One of our great Canadian icons is threatened. I’m not talking about the polar bear, although he does kind of look like one.
I’m talking about Don Cherry, who has held down Coach’s Corner on Hockey Night In Canada forever.
Grapes is famous for abusing the English language and haberdashery, not necessarily in that order. Each week, he dresses up in some outrageous clown suit and expresses himself in words that can only be described in adjectives that end in “ent,” as in “truculent” and “petulant.” It’s a bad boy act that, apparently, never gets old.
After all, he is No. 7 on CBC’s all-time list of Top 10 Canadians.

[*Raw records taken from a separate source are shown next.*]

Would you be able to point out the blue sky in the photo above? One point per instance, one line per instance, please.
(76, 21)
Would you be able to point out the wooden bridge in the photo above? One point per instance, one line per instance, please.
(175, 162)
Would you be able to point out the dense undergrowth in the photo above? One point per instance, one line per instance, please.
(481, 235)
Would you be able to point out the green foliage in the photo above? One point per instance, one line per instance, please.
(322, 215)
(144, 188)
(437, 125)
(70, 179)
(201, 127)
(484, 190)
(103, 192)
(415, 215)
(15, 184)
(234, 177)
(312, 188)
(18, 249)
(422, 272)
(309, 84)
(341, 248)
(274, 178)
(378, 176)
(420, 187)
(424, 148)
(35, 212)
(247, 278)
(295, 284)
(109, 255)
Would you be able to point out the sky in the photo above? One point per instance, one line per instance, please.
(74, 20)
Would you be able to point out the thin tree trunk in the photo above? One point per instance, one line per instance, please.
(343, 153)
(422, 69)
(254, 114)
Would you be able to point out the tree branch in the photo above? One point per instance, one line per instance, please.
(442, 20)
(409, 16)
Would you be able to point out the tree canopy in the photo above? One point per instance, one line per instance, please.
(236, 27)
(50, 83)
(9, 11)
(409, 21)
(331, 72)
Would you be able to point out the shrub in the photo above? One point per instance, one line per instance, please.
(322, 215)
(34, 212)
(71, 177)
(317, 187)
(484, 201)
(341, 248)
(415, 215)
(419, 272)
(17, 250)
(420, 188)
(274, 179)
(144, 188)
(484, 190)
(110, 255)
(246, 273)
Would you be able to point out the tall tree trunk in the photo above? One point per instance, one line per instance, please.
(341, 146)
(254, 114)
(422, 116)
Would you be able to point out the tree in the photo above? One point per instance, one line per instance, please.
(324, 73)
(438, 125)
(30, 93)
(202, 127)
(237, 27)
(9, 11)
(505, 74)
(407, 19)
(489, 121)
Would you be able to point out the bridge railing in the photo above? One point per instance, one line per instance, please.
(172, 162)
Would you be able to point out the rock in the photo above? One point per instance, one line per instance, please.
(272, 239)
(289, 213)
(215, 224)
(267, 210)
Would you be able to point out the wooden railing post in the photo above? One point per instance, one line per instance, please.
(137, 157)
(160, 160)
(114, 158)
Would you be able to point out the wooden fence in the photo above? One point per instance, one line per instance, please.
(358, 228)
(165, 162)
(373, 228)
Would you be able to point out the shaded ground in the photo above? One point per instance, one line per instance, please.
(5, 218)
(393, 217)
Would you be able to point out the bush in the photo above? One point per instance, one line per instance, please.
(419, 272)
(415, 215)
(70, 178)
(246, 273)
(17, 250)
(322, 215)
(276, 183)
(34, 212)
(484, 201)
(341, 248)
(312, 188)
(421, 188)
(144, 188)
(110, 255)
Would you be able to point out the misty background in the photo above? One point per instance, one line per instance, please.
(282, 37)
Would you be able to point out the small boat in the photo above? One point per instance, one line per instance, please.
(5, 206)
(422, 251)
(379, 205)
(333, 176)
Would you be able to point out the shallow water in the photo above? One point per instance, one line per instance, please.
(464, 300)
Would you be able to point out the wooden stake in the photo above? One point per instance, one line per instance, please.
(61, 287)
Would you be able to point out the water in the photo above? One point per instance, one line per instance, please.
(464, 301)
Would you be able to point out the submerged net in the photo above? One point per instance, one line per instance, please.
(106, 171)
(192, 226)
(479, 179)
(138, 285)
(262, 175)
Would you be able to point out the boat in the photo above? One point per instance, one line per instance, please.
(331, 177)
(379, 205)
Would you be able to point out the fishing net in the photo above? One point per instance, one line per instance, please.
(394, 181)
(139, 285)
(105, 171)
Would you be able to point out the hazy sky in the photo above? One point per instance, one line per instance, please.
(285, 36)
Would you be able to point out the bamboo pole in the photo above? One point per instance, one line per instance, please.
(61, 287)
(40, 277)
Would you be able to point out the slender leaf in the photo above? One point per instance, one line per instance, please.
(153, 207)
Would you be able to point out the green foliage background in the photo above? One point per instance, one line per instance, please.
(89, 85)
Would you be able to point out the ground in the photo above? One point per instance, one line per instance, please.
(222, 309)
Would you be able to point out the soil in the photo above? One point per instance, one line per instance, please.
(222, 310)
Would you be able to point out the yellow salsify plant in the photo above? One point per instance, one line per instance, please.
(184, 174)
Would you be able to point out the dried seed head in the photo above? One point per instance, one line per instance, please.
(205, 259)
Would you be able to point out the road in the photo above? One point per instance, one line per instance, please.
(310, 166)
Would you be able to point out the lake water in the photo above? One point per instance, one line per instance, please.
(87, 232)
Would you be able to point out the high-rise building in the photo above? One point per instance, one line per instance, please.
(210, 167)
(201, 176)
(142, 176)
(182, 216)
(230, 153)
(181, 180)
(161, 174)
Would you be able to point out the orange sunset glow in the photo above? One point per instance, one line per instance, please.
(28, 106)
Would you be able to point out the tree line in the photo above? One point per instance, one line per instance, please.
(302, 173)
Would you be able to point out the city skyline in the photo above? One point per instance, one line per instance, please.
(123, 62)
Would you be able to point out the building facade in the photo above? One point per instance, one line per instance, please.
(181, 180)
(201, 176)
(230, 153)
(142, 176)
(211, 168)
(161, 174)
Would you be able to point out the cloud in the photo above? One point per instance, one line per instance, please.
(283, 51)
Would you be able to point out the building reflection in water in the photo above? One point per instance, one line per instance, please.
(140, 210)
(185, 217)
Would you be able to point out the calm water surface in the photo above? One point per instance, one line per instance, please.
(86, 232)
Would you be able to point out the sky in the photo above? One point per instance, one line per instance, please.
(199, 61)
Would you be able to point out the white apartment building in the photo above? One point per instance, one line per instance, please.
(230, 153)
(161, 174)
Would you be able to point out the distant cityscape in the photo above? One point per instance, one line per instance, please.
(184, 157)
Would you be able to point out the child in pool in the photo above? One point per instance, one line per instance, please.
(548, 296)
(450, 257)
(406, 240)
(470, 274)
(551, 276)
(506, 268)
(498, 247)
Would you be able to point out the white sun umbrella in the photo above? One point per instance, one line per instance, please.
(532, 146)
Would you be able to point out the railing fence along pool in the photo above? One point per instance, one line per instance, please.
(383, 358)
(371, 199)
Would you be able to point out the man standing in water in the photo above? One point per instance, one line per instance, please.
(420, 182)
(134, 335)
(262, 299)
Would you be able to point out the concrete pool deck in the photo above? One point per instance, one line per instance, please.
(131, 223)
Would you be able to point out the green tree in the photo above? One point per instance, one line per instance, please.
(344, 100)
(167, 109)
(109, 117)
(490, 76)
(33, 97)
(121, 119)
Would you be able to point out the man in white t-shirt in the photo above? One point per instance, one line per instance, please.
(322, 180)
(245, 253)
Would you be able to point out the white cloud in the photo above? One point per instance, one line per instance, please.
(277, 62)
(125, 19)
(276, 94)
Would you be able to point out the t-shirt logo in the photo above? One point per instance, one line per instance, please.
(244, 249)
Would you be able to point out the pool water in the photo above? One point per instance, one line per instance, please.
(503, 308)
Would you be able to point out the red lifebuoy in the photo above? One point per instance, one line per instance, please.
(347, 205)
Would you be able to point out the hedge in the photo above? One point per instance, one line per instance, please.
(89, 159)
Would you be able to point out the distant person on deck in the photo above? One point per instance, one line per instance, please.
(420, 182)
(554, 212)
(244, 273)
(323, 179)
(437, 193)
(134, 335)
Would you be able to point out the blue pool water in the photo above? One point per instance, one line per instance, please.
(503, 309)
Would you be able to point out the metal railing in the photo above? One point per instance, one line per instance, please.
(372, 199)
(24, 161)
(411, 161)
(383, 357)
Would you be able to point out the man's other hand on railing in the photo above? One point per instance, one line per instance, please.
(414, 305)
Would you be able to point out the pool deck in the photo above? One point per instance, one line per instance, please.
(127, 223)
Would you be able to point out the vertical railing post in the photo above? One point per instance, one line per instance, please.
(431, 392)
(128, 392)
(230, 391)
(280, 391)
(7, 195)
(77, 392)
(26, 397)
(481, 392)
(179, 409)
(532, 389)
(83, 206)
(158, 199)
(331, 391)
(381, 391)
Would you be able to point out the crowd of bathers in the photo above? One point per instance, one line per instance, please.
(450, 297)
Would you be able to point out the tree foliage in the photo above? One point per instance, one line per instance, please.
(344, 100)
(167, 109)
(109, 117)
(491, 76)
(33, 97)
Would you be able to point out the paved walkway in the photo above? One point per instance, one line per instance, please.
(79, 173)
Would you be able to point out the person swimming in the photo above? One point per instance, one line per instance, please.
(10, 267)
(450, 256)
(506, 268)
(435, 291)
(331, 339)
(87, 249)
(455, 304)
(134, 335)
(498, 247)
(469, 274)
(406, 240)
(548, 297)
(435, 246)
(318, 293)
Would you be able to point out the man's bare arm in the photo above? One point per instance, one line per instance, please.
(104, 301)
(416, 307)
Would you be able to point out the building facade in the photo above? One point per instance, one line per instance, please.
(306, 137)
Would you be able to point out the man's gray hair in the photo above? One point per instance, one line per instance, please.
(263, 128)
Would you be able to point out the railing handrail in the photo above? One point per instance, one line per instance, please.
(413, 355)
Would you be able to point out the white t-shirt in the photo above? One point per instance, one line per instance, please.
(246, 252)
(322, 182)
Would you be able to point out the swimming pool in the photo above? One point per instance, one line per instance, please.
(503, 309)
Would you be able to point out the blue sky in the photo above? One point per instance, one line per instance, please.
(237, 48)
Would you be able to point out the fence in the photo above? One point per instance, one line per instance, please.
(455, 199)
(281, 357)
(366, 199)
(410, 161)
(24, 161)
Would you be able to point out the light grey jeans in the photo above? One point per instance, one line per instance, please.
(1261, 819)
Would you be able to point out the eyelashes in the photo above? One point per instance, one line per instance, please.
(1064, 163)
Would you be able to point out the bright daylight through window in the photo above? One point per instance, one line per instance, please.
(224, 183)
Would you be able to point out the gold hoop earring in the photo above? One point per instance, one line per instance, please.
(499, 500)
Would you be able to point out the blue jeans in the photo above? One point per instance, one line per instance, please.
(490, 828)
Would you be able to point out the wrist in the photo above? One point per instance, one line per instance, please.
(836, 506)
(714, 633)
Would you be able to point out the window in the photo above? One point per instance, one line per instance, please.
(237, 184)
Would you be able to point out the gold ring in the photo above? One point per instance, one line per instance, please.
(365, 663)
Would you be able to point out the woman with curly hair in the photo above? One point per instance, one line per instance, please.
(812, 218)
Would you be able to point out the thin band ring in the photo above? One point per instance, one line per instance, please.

He outpolled Sir John A. Macdonald, the father of our country! He even beat Wayne Gretzky, who really knew how to play hockey, not just growl about it.
Over the years, Grapes has been in trouble for his opinions, which occasionally fall over the line from outrageous to actionable. He is perhaps most notorious for picking on European and French Canadian hockey players who wear visors — he prefers wholesome, unprotected bruisers from northern Ontario or the Prairies.
Despite that, or more likely because of his various gaffes, Cherry continues to thrive. But he’s back on the hot seat after neurosurgeon Dr. Charles Tator, concerned about the rise of concussions in hockey, recently condemned Cherry for being a “negative influence” because he promotes aggressive hockey.
That’s like saying polar bears eat seals for breakfast. Cherry’s Rock’em, Sock’em video collection of hockey fights and spectacular bodychecks is all the way up to volume 21. He’s the most visible and audible advocate of hockey contact in a country of bloodthirsty fans. Must be those mind-warping plaid suits.
Even weirder than Cherry’s tailor (“Mr. Cherry, chartreuse and Day-Glo orange are definitely your colours!”) are the legion of admirers and supporters rushing to his defence.
The producer of Hockey Night In Canada defends his “record of safety and respect in hockey.” Various hockey players and pundits have pointed out his criticism of “touch icing” and his campaign to prevent blind hits from behind, both subtle variations on his general approval of hockey mayhem.
Face it, Don Cherry is the poster boy for the thousands of fans who are on their feet whenever a fight breaks out on the ice. He’s our token troglodyte, and his popularity says more about us than it does about him.
Dr. Tator, you might as well try to turn polar bears into vegetarians.